M. Fain s’est tourné vers lui et a déclaré : « Merci, Monsieur le Président, d’être venu. Merci d’être venu nous soutenir dans ce moment décisif pour notre génération. Nous savons que le président fera ce qu’il faut pour la classe ouvrière. Vous pouvez nous laisser le reste, et nous allons nous occuper de cette affaire ».
En conclusion de l’événement, M. Biden n’a pas fait référence à la « classe ouvrière », déclarant plutôt que « la classe moyenne a construit l’Amérique ».

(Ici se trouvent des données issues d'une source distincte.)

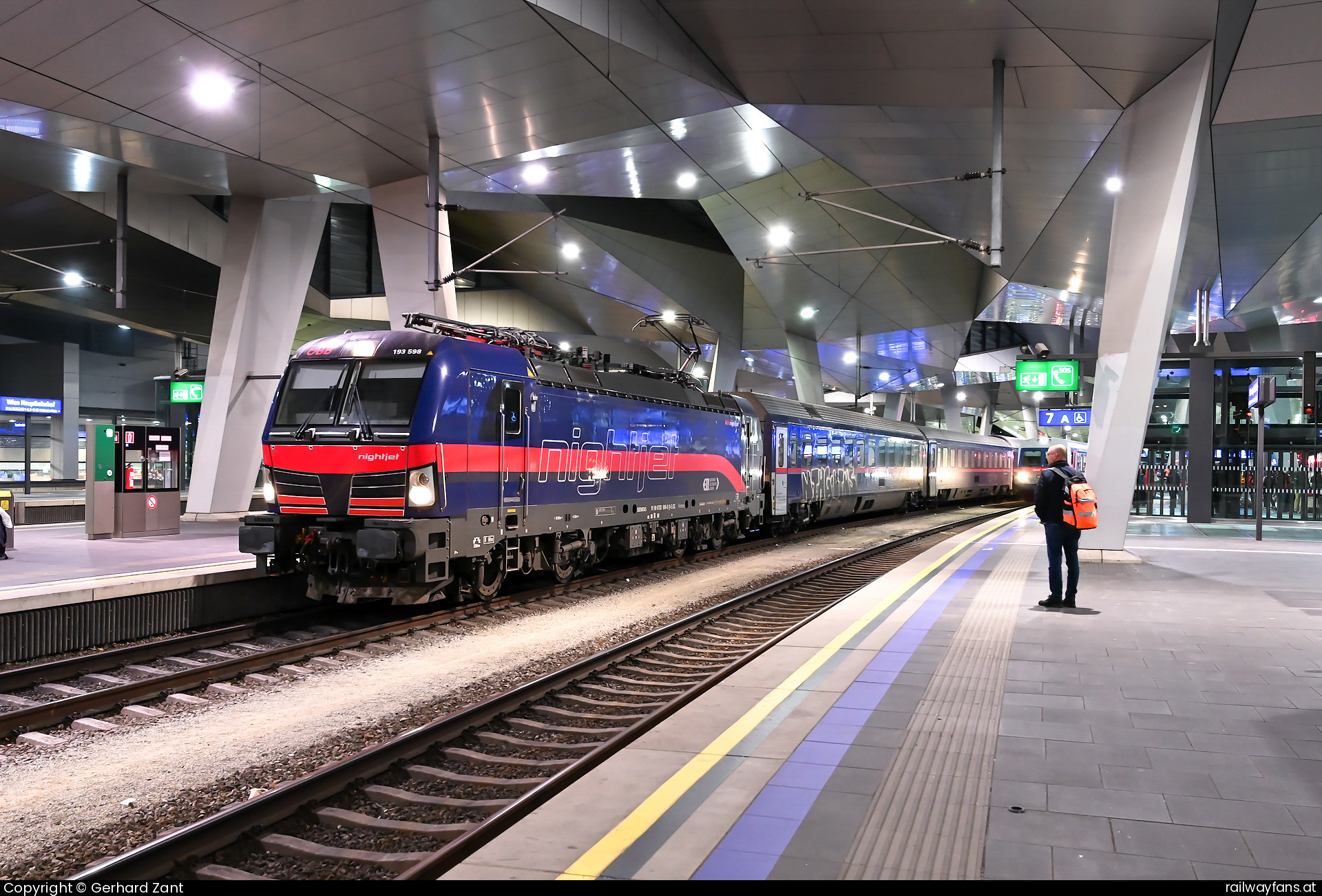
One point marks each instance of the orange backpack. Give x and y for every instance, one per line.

Après quelques minutes de photos et de congratulations, M. Biden a quitté le Michigan pour se rendre dans la région de la baie de San Francisco, où il organisera mardi soir une soirée de collecte de fonds à 100 000 dollars le couvert chez Mark Heising, un investisseur milliardaire de Wall Street.
Les travailleurs de l’automobile doivent être avertis : Ce coup monté est une tentative de la bureaucratie de l’UAW de préparer le terrain pour un accord de capitulation. La présence de M. Biden visait à conférer une légitimité à M. Fain et à la bureaucratie de l’UAW afin de renforcer leur capacité à imposer de nouvelles concessions et à présenter cela comme une « victoire », tout en dissimulant toutes les implications de ce qu’ils sont en train de voter.
Les louanges de Fain à l’égard de Biden sont également une tentative de soutenir le président américain, dont les sondages en baisse sont en grande partie le reflet de la colère croissante de la base dans toutes les industries face à l’inflation et à la baisse du niveau de vie.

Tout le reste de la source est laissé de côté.